Ce tableau idyllique est plus que jamais menacé par un vaste projet de centre d’enfouissement technique (CET) que le gouvernement, associé à l’entreprise Oriente Environnement, prévoit d’installer dans un méandre du Tavignanu, sur la commune de Giuncaggio (Haute-Corse), à une dizaine de kilomètres de la mer.

Pour la première fois en France, un collectif d’associations environnementales a écrit et publié, le 29 juillet, une « déclaration des droits du Tavignanu », deuxième plus long fleuve de Corse menacé par un vaste projet de centre d’enfouissement de déchets. C’est le début d’une « révolution juridique et culturelle » qui pourrait mener à un référendum local.

Un écosystème exceptionnel menacé

Merveille de l’île de Beauté, le Tavignanu prend sa source au lac de Ninu, puis coulant d’ouest en est sur 90 kilomètres, traverse Corte, Riventosa, Altiani, Giuncaggio, avant de se jeter dans la mer Tyrrhénienne, tout près de la cité d’Aléria, qui domine la Plaine orientale.   

Écosystème exceptionnel épousant le cours de 74 affluents, le deuxième plus long fleuve de Corse regorge d’espèces rares et endémiques : la spiranthe d’été, belle plante aux tiges corollées, l’escargot de Raspail, le petit rhinolophe, la célèbre tortue d’Hermann, ou encore l’alose feinte, un poisson migrateur bénéficiant d’un plan national d’action.
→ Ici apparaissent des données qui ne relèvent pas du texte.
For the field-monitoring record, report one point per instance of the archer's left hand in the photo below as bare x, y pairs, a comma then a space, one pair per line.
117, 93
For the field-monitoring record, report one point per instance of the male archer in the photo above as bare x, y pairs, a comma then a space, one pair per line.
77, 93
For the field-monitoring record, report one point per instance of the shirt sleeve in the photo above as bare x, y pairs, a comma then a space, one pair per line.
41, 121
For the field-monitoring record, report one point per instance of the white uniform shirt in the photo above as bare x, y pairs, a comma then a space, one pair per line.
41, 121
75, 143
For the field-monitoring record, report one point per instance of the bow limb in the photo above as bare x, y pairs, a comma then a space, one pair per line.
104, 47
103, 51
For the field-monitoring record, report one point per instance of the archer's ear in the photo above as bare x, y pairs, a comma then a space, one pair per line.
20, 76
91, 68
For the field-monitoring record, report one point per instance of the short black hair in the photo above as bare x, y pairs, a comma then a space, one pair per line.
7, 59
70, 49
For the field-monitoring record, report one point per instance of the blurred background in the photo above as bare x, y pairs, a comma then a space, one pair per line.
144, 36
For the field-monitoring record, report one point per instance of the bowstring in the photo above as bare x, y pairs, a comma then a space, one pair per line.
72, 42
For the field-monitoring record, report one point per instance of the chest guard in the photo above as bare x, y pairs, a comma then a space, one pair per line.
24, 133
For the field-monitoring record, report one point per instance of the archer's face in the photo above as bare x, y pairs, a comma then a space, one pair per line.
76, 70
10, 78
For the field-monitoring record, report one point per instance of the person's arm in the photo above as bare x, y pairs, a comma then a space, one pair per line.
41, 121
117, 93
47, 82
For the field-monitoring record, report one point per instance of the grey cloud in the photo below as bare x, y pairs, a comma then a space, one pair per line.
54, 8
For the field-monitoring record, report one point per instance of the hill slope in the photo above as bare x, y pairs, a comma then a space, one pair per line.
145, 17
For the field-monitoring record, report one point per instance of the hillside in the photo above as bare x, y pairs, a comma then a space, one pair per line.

La basse vallée du Tavignanu, répertoriée comme zone naturelle d’intérêt écologique, faunistique et floristique (ZNIEFF), figure dans la liste européenne des sites Natura 2000. Remarquable pour ses gorges, son pont génois, ses chapelles, ses villages, elle fournit aussi l’eau potable d’une bonne partie de la plaine, ce qui justifie, s’il le fallait, son statut de protection.

Lire aussi : « L’écocide : d’un crime contre l’humanité à un droit pour la Terre »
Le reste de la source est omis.